“I swear to tell the truth, the whole truth, and nothing but the truth [about blogging].”

I’m not going to sugarcoat it: making this blog has been nothing short of disastrous. I’ve wondered from the beginning if it was just me…you’ll notice from my first blog post that I have a little technology-anxiety. To say I’ve struggled with creating this blog is an understatement. But, in the hopes of learning something (and because it’s what I would want my students to do), I’m going to break it down for you: the good, the bad, and the ugly about wordpress and my personal blogging experience.

First the good: I’m excited about blogs. I think that they’re a fun and new way to express yourself. I love reading blogs from people around the world, and I regularly follow both education and entertainment blogs. In fact, I really dislike when my bloggers go out of town or take a break from blogging, because I depend on reading them as a part of my morning and evening internet routines. Writing and creating this blog has given me a renewed appreciation for the maintenance and work behind the seemingly effortless pages that I follow. I’ve learned that it takes a great deal of tenacity, ingenuity, and wit to keep those blogs fresh and exciting (or even to figure out where to post things so that people can actually SEE them…).

Next the bad: I’m sorry to say, but I just don’t think I’m a blogger. I’ve mentioned this in other posts, but my technology anxiety coupled with my technology ineptitude have forced me to recognize that this probably just isn’t my medium.

I find it extraordinarily easy to express myself, and I have a lot to say about education. But there’s something about publishing your thoughts that seems not only narcissistic, but slightly silly. Because I’ve never taught before, I can’t gauge how helpful or unhelpful my contributions are. I’m not sure if anything I recommend is actually useful, and I’m really not sure if my lesson plans would pan out.

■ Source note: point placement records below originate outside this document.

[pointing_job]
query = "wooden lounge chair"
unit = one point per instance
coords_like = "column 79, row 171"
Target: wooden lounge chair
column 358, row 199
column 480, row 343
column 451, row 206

I’m uncomfortable giving advice on books to read, sites to visit, and classroom plans because I don’t know if any of those things are legitimately helpful to teachers.

Finally, the ugly: WordPress is excruciating to use. Sorry to be dramatic, but if I ever did decide to create a blog (or, as is more likely the case, if I were to have my students create blogs), I would never, EVER use wordpress. I find the interface extremely difficult to use and I don’t get why you can’t create posts on pages. It’s confusing and not so conducive to new-blogger success.

That being said, I’m pretty proud of my final product. It’s not perfect, but the learning process has meant a lot to me.  I will probably never physically revisit this blog (there’s something that seems like it would be inherently embarrassing: like rereading an old diary or flipping through yearbooks past). I will, however remember what it felt like to struggle with it, and the frustration that arrises out of not knowing what to click, or how to make it look like I wanted it to look. My blogging lessons are less about the final product and more about technology, expression, and making things work for you.


Here’s the thing that I’ve found out about being a part of this whole New Media world. Sometimes, it’s awesome. I get excited about sharing my thoughts and ideas with people around the world. I can’t even fathom what how much information there is out there (both useful and not so useful). And, it all looks so easy from the outside! B ut other times, the awesome wears off. It’s unpredictable, difficult to understand, and cryptic. Sure, I’m on Facebook, I tweet, I find Skype enthralling! But blogging is another story.

First of all…computers and I don’t have the best relationship or the best track record. Like an animal that senses my fear, computers have messed with my head (shutting down, breaking down, anything frustrating short of spontaneously combusting in my face) for many years now. I’m not one of those people who brings a computer to class, or sits in a coffee shop creating seamless presentations. I’m a regular old-fashioned pen and paper kind of gal, and sometimes the world of computers can seem like more trouble than it’s worth.

But one thing, and one thing only drives me to be more technologically literate–I know that my future students are going to know how to use their computers left, right, and center. I want to be able to talk with them about the online communities that they participate in. I want to be able to appreciate technology the way that they appreciate it. Mostly, I want to use technology to make my lessons and my assignments more stimulating, exciting, and meaningful for my students. Reluctantly, I trudge along.

Students just don’t understand the sacrifices we make!